- Born: 28 Aug 1874 Cossé-le-Vivien, Mayenne
- Died: 15 April 1952 Cairo
- Education: École nationale supérieure d'arts et métiers
- Known for: clearing of the Great Sphinx of Giza
- Awards: Chevalier de la Légion d'honneur

Egyptian Antiquities Service

Director of works
- In office 1912–1952
- Preceded by: Alessandro Barsanti

= Émile Baraize =

French egyptologist (1874–1952)

Émile Baraize (28 August 1874 – 15 April 1952) was a French Egyptologist.

==Life==
In 1912 he succeeded Alessandro Barsanti as director of works within the Egyptian Antiquities Service. Throughout his life, he worked to restore and rebuild several ancient buildings, especially the Great Sphinx of Giza.
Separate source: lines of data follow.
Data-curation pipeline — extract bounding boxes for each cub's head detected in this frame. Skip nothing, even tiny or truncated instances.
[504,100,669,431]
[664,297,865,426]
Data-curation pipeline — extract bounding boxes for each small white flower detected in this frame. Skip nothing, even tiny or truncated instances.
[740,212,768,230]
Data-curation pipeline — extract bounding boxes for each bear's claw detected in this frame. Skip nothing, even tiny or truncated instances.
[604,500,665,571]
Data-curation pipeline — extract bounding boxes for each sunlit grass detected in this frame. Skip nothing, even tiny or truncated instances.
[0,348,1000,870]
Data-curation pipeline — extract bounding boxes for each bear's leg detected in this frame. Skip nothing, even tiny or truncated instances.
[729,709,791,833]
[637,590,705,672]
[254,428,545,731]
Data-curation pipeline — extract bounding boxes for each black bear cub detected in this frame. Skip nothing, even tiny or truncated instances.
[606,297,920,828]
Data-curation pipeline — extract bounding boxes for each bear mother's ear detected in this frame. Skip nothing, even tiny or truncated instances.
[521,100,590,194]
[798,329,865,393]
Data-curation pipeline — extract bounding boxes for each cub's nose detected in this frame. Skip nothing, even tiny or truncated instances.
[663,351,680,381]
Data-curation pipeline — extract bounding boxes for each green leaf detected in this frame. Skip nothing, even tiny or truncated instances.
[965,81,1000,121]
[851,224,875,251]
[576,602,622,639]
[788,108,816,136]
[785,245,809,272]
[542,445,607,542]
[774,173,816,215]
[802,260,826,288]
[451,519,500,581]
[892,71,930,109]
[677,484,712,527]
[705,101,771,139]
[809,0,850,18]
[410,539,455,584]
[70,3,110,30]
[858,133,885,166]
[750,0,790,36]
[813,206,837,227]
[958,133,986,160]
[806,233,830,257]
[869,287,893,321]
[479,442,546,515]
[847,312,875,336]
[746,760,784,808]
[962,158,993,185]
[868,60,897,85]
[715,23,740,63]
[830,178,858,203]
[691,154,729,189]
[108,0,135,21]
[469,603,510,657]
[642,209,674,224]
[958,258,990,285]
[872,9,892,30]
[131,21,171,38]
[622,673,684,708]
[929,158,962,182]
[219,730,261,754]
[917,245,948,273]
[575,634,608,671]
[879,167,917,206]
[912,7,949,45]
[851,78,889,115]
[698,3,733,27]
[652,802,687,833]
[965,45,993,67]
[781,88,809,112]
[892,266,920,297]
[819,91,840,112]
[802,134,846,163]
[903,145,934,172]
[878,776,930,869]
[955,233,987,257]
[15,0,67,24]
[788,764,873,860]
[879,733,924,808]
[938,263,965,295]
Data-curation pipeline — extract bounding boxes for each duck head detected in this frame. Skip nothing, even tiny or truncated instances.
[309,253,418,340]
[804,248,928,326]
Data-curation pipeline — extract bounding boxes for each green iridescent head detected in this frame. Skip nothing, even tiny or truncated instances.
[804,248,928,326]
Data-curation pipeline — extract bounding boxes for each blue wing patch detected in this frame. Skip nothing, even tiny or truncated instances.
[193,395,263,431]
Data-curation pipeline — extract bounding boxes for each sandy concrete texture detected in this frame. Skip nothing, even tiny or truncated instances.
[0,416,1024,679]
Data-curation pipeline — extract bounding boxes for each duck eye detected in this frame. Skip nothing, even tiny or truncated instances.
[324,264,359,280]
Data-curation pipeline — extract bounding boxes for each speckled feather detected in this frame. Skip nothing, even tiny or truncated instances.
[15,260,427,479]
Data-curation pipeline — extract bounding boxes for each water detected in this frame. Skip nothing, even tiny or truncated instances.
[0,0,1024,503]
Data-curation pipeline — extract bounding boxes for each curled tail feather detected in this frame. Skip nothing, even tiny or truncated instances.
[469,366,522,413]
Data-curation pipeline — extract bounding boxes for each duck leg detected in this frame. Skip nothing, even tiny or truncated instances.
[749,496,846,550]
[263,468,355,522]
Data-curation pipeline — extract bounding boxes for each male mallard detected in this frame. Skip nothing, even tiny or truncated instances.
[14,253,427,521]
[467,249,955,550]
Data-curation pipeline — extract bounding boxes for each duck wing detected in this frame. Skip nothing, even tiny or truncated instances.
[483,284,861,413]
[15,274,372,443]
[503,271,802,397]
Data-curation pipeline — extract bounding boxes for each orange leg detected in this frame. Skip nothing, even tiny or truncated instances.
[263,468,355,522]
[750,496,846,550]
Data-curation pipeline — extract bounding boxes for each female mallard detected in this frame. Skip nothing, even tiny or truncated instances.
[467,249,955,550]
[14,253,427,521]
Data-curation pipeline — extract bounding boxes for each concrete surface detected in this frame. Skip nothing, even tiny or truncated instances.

From 1925 to 1936 he was involved in its restoration, which involved completely clearing away the sand from it, and directed excavations around it and inside it, in search of the rooms which many 19th-century Egyptologists believed lay within it. These excavations were hurried and had to be carried out with minimal equipment, but they did partially succeed in their objectives, for Baraize discovered a tunnel starting at the rump, which he explored before the entry was condemned.

In 1933, under his direction, a cache of Sarcophagi was discovered concealed under a Temple in El-Deir d'Bahari, belonging to a family of high priests of the 21st dynasty.